Whether the Court’s narrow formulation of two-sided transaction platforms will serve to narrow the practical applicability of the American Express decision going forward remains to be seen.  Despite the Court’s attempt to distinguish those narrow facts from more common situations involving multiple actors on two or more sides of a transaction, one could envision the Court’s reasoning being applied to any number of similar situations.

Regardless of the ultimate scope of the Court’s holding, it is clear that showing an impact on only one side of a two-sided platform is not sufficient.  “Evidence of a price increase on one side of a two-sided transaction platform cannot by itself demonstrate an anticompetitive exercise of market power.”  (Op. at 15.)  Rather, a plaintiff must prove that the challenged conduct “increased the cost of credit-card transactions above a competitive level, reduced the number of credit-card transactions, or otherwise stifled competition in the credit-card market.” (Id.)

Second, as in many other vertical restraint cases, the Court emphasized the benefits of promoting interbrand competition as a justification for the conduct at issue.  The Court noted that Amex’s practices have spurred competition among other credit cards.  “To compete for the valuable cardholders that Amex attracts, both Visa and MasterCard have introduced premium cards that, like Amex, charge merchants higher fees and offer cardholders better rewards.” (Op. at 6).  Moreover, the Court found that Amex’s rules promote interbrand competition by stemming “negative externalities.”  Allowing merchants to steer cardholders away from a particular form of payment undermines “the cardholder’s expectation of . . . a frictionless transaction.”  (Op. at 19.)  According to the Court, one merchant thus has the potential to impose an externality that “endangers the viability of the entire Amex network.”  (Id.)

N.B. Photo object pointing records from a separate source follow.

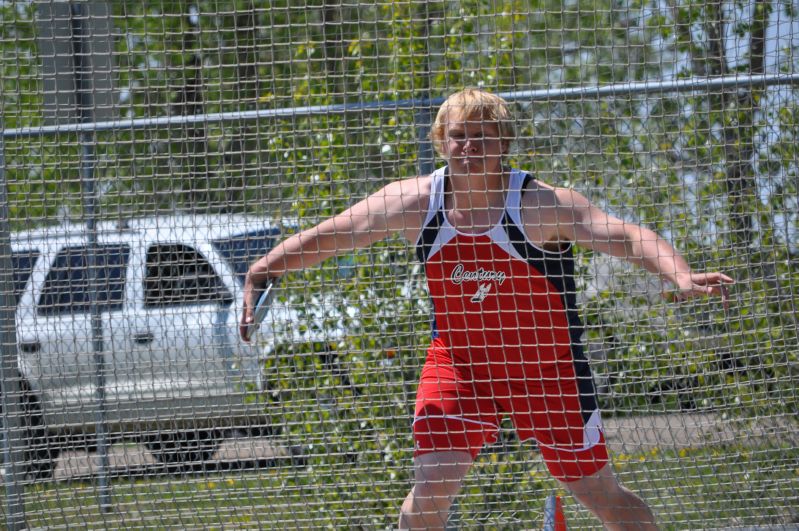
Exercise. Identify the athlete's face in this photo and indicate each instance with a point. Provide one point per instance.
(473, 146)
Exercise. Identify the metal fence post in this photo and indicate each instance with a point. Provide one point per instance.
(10, 380)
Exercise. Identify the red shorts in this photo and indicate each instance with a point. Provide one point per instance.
(560, 413)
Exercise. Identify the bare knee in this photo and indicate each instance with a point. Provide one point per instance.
(437, 480)
(616, 506)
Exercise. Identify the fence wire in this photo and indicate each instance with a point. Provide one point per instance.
(153, 150)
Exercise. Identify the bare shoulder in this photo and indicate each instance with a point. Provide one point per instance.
(549, 212)
(404, 204)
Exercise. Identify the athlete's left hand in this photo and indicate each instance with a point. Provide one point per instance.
(692, 285)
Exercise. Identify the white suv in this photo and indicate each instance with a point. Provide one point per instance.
(168, 291)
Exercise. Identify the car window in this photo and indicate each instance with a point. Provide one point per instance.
(68, 286)
(243, 249)
(177, 275)
(22, 263)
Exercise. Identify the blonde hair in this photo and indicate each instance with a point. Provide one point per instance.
(472, 104)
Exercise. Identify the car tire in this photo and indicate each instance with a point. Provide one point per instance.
(184, 450)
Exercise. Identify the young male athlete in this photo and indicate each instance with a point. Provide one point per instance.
(497, 248)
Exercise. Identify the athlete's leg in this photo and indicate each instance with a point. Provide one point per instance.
(437, 480)
(616, 506)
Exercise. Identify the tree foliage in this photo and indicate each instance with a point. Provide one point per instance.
(714, 171)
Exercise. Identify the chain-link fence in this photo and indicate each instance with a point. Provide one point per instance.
(151, 151)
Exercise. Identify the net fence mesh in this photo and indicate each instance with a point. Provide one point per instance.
(151, 150)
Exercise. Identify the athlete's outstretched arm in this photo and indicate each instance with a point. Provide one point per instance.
(395, 208)
(593, 228)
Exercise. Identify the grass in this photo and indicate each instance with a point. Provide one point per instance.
(717, 487)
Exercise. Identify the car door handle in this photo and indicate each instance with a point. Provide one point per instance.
(29, 347)
(143, 338)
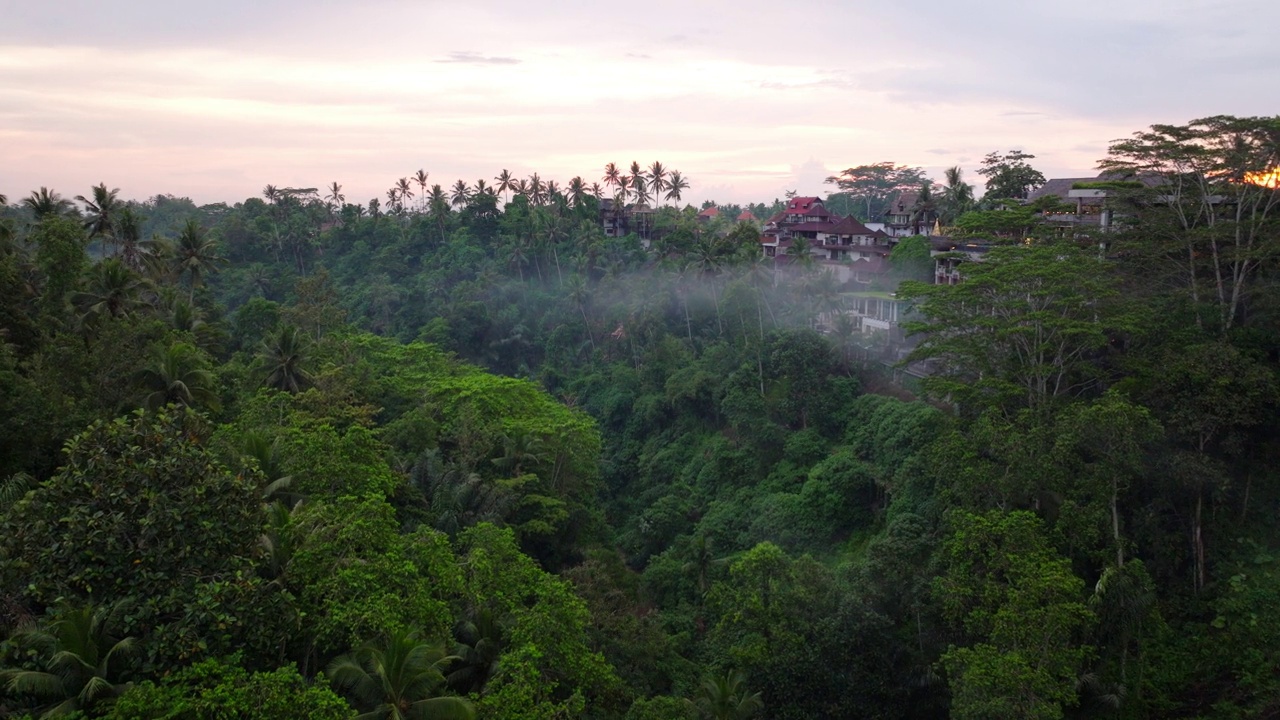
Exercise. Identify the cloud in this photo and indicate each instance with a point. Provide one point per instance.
(478, 59)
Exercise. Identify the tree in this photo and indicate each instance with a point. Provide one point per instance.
(676, 185)
(284, 356)
(1022, 609)
(101, 208)
(178, 376)
(658, 180)
(1009, 176)
(138, 507)
(1022, 328)
(1206, 223)
(873, 185)
(726, 697)
(113, 291)
(400, 680)
(45, 203)
(193, 255)
(956, 195)
(82, 660)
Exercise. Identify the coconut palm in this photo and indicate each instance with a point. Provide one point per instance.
(403, 190)
(657, 180)
(400, 679)
(726, 697)
(101, 208)
(924, 209)
(82, 661)
(420, 178)
(438, 204)
(284, 356)
(45, 203)
(460, 195)
(178, 376)
(676, 186)
(956, 196)
(536, 190)
(113, 291)
(336, 195)
(193, 255)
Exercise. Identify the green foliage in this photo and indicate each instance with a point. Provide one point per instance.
(218, 689)
(1022, 607)
(138, 505)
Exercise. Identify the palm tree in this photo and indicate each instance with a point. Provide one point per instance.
(336, 195)
(101, 209)
(506, 183)
(577, 191)
(113, 291)
(536, 190)
(726, 697)
(284, 355)
(403, 190)
(612, 176)
(45, 203)
(400, 680)
(924, 209)
(178, 374)
(82, 661)
(461, 194)
(676, 186)
(956, 196)
(657, 180)
(438, 203)
(193, 255)
(420, 178)
(478, 643)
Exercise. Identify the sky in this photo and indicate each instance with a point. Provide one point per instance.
(214, 100)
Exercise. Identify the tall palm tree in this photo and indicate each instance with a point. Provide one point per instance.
(128, 238)
(101, 208)
(82, 660)
(676, 186)
(924, 209)
(726, 697)
(402, 187)
(506, 183)
(113, 291)
(438, 204)
(956, 196)
(577, 191)
(536, 190)
(400, 680)
(178, 374)
(45, 203)
(612, 176)
(336, 195)
(284, 355)
(657, 180)
(420, 178)
(193, 255)
(461, 194)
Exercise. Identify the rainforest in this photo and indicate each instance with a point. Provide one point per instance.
(525, 450)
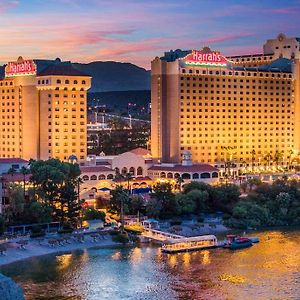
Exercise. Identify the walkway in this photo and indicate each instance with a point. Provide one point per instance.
(160, 235)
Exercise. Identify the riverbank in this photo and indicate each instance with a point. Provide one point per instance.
(36, 248)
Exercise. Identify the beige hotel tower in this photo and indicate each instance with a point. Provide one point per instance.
(43, 114)
(246, 107)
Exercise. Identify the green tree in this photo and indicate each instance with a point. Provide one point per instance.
(186, 204)
(39, 213)
(163, 193)
(16, 202)
(55, 184)
(137, 205)
(200, 198)
(253, 153)
(253, 182)
(227, 195)
(268, 158)
(278, 156)
(24, 171)
(93, 214)
(153, 208)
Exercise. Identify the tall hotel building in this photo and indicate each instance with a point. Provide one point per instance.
(246, 106)
(43, 114)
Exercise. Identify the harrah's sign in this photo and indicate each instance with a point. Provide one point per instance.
(20, 68)
(205, 58)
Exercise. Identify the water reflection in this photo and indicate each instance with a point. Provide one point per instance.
(268, 270)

Finally, the Court provided an endorsement of the importance of relevant market definition in a vertical case.  In other contexts—specifically merger analysis—the U.S. antitrust enforcement agencies have sometimes dispensed with market definition, instead trying to rely on direct evidence of an anticompetitive effect (such as an increase in prices).

The Court was notably skeptical of such an approach in the context of vertical restraints cases.  As Justice Thomas noted, vertical restraints are virtually universally evaluated under the rule-of-reason, and frequently are supported by sound business rationales and present no anticompetitive effect.  Unlike horizontal restraints that frequently involve an agreement not to compete, “[v]ertical restraints often pose no risk to competition unless the entity imposing them has market power, which cannot be evaluated unless the Court first defines the relevant market.” (Op. at 11, n.7).

The Court’s emphasis on interbrand competition and the necessity of the consideration of market power within a properly defined relevant market put American Express in line with the Court’s other recent vertical restraint cases.  Despite the narrow 5-4 holding, the decision stands as another in a line of recent antitrust cases viewing claims of vertical restraints with skepticism.